Sociedade | 20-05-2026 15:00

Alunos da Póvoa de Santa Iria vencem concurso nacional contra o bullying

Alunos da Póvoa de Santa Iria vencem concurso nacional contra o bullying
Alunos da Escola Básica Aristides Sousa Mendes estiveram em destaque nacional - foto O MIRANTE

Trabalho de quatro turmas do 6.º ano da Escola Básica Aristides de Sousa Mendes distinguiu-se entre mais de 150 candidaturas no projecto “Todos Pintamos Contra o Bullying”. A obra vencedora, “A Cadeira Suspensa”, usa a arte para lançar uma mensagem contra o isolamento e a indiferença.

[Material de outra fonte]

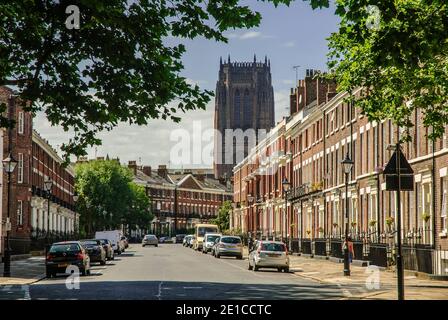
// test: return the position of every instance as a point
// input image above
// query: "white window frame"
(444, 207)
(20, 168)
(19, 212)
(21, 123)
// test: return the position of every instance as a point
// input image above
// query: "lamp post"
(9, 164)
(286, 185)
(250, 200)
(75, 226)
(48, 184)
(347, 165)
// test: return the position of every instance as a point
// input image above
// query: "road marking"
(27, 295)
(159, 295)
(232, 265)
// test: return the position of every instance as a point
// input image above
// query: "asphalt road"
(171, 272)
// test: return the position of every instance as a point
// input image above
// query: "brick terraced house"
(181, 198)
(36, 160)
(307, 149)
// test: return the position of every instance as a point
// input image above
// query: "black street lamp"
(9, 164)
(75, 226)
(347, 165)
(286, 186)
(48, 184)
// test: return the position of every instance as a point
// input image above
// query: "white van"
(114, 236)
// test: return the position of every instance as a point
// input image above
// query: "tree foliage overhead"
(223, 218)
(117, 66)
(108, 198)
(397, 51)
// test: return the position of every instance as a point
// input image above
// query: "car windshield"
(212, 238)
(203, 230)
(72, 247)
(273, 247)
(230, 240)
(90, 243)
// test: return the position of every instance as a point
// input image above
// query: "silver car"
(150, 240)
(229, 246)
(269, 254)
(209, 241)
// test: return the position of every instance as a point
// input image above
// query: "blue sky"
(294, 35)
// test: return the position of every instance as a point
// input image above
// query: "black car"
(180, 238)
(95, 250)
(107, 245)
(63, 254)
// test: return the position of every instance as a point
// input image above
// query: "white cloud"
(150, 143)
(250, 35)
(289, 44)
(281, 98)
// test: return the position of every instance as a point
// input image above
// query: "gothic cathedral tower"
(244, 99)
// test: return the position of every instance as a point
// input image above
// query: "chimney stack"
(162, 171)
(147, 170)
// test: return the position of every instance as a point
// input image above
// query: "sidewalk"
(367, 283)
(25, 271)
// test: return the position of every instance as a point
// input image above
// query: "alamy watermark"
(232, 146)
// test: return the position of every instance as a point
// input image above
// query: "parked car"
(63, 254)
(114, 236)
(229, 246)
(185, 240)
(269, 254)
(191, 241)
(125, 242)
(95, 250)
(180, 238)
(110, 255)
(215, 244)
(150, 240)
(209, 241)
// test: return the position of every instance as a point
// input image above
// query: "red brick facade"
(313, 141)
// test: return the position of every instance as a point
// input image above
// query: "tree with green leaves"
(117, 67)
(108, 198)
(223, 218)
(396, 51)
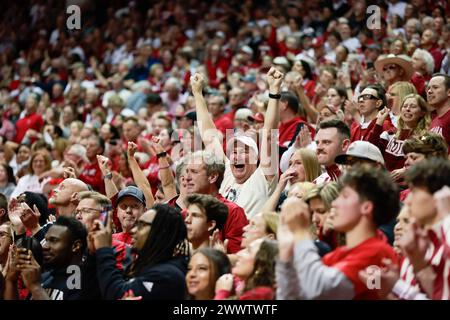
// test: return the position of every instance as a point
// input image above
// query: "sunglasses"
(390, 67)
(367, 96)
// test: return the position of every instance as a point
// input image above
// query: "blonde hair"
(305, 187)
(310, 163)
(404, 88)
(271, 219)
(424, 121)
(326, 192)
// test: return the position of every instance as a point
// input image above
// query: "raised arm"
(165, 172)
(110, 187)
(208, 131)
(138, 175)
(311, 112)
(272, 118)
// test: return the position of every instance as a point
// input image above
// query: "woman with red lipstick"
(255, 267)
(414, 121)
(205, 267)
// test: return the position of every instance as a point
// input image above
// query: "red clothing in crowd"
(123, 237)
(362, 131)
(404, 194)
(352, 260)
(258, 293)
(152, 169)
(232, 230)
(407, 273)
(236, 221)
(223, 123)
(390, 146)
(441, 125)
(288, 129)
(92, 175)
(332, 173)
(440, 259)
(215, 68)
(419, 81)
(31, 121)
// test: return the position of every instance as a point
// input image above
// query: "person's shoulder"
(169, 268)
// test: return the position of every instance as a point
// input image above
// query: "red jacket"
(392, 148)
(441, 125)
(236, 221)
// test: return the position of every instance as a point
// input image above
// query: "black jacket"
(164, 281)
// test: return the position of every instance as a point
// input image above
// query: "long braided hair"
(167, 239)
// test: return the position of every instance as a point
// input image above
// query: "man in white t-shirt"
(245, 182)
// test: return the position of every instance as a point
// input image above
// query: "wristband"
(161, 155)
(108, 176)
(275, 96)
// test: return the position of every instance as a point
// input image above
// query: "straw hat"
(401, 60)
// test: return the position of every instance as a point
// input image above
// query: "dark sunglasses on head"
(367, 96)
(390, 67)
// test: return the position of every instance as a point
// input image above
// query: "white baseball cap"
(243, 114)
(246, 140)
(361, 150)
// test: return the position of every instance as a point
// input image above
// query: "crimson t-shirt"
(441, 125)
(352, 260)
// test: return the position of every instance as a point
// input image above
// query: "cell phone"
(344, 67)
(27, 243)
(104, 215)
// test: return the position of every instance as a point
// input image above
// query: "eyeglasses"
(4, 234)
(390, 67)
(134, 206)
(87, 211)
(367, 96)
(140, 224)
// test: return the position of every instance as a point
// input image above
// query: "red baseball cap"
(258, 117)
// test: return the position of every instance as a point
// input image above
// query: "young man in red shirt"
(438, 97)
(290, 120)
(367, 200)
(204, 175)
(31, 122)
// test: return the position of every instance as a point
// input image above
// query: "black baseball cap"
(131, 191)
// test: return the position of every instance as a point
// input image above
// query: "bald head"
(66, 192)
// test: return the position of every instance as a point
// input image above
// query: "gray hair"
(212, 163)
(427, 58)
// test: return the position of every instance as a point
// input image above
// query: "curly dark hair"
(167, 239)
(264, 269)
(375, 186)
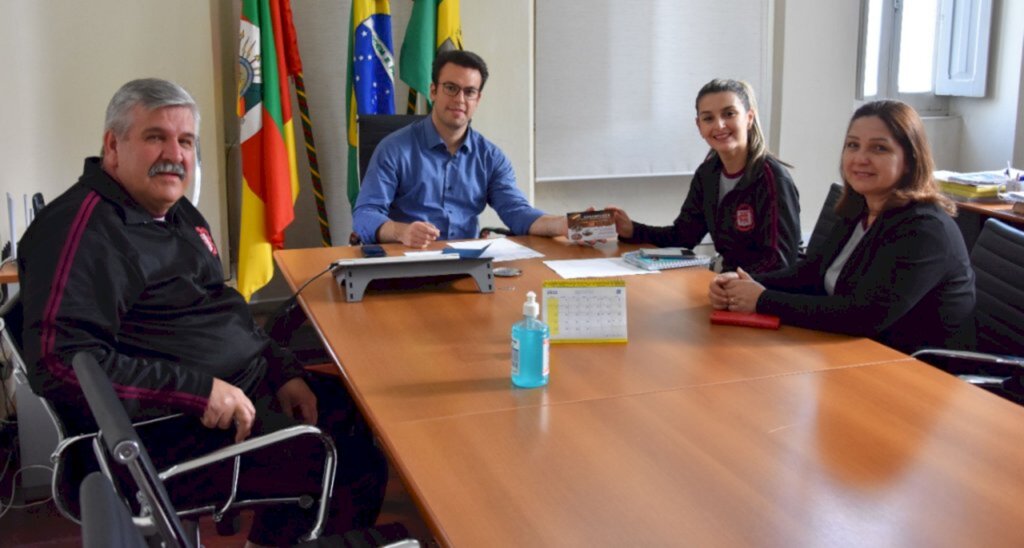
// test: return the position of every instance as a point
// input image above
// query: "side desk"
(687, 434)
(972, 216)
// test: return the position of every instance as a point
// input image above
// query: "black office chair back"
(105, 520)
(998, 265)
(373, 128)
(123, 444)
(826, 219)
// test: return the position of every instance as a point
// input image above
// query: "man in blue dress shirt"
(431, 179)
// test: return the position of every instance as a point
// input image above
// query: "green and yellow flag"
(371, 74)
(434, 26)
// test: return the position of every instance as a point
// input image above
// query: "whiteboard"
(616, 81)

Quatro turmas do 6.º ano da Escola Básica Aristides de Sousa Mendes, na Póvoa de Santa Iria, conquistaram o primeiro lugar nacional na categoria do 2.º Ciclo do concurso “Todos Pintamos Contra o Bullying”, promovido pela Giotto em parceria com o Instituto de Apoio à Criança. Ao todo, participaram 92 alunos, que viram o seu trabalho destacar-se entre mais de 150 candidaturas de escolas de todo o país. A obra vencedora, intitulada “A Cadeira Suspensa”, combina pintura com vários materiais e técnicas, como colagem, dobragem e corte. A peça pretende chamar a atenção para o bullying através de palavras, cores e símbolos, dando expressão artística a sentimentos de rejeição, isolamento, empatia e esperança.
Maria João Ferreira, professora de Educação Visual e Educação Tecnológica, contou a O MIRANTE que esta foi a segunda vez que concorreu ao projecto com os seus alunos. O trabalho vencedor levou vários meses a ser concluído e foi desenvolvido em contexto de sala de aula. A ideia partiu dos próprios alunos, que quiseram representar aquilo que não querem ouvir e que, muitas vezes, acaba por ser descarregado nos outros. Essa dimensão surge associada a cores neutras. Em contraste, outra parede da obra é revestida com cores quentes, simbolizando palavras e sentimentos como alegria, empatia e partilha. A cadeira suspensa é o elemento central da mensagem. Representa o combate ao isolamento e a importância de não ficar parado perante situações de bullying. “A Aristides, que é chamada a Escola dos Afectos, pensa sempre em ajudar os alunos da melhor forma para lutar contra o bullying. Juntando as artes e a luta contra o bullying, a melhor ideia era concorrer, fazendo sempre sessões de interajuda e sessões de sensibilização”, sublinhou a docente.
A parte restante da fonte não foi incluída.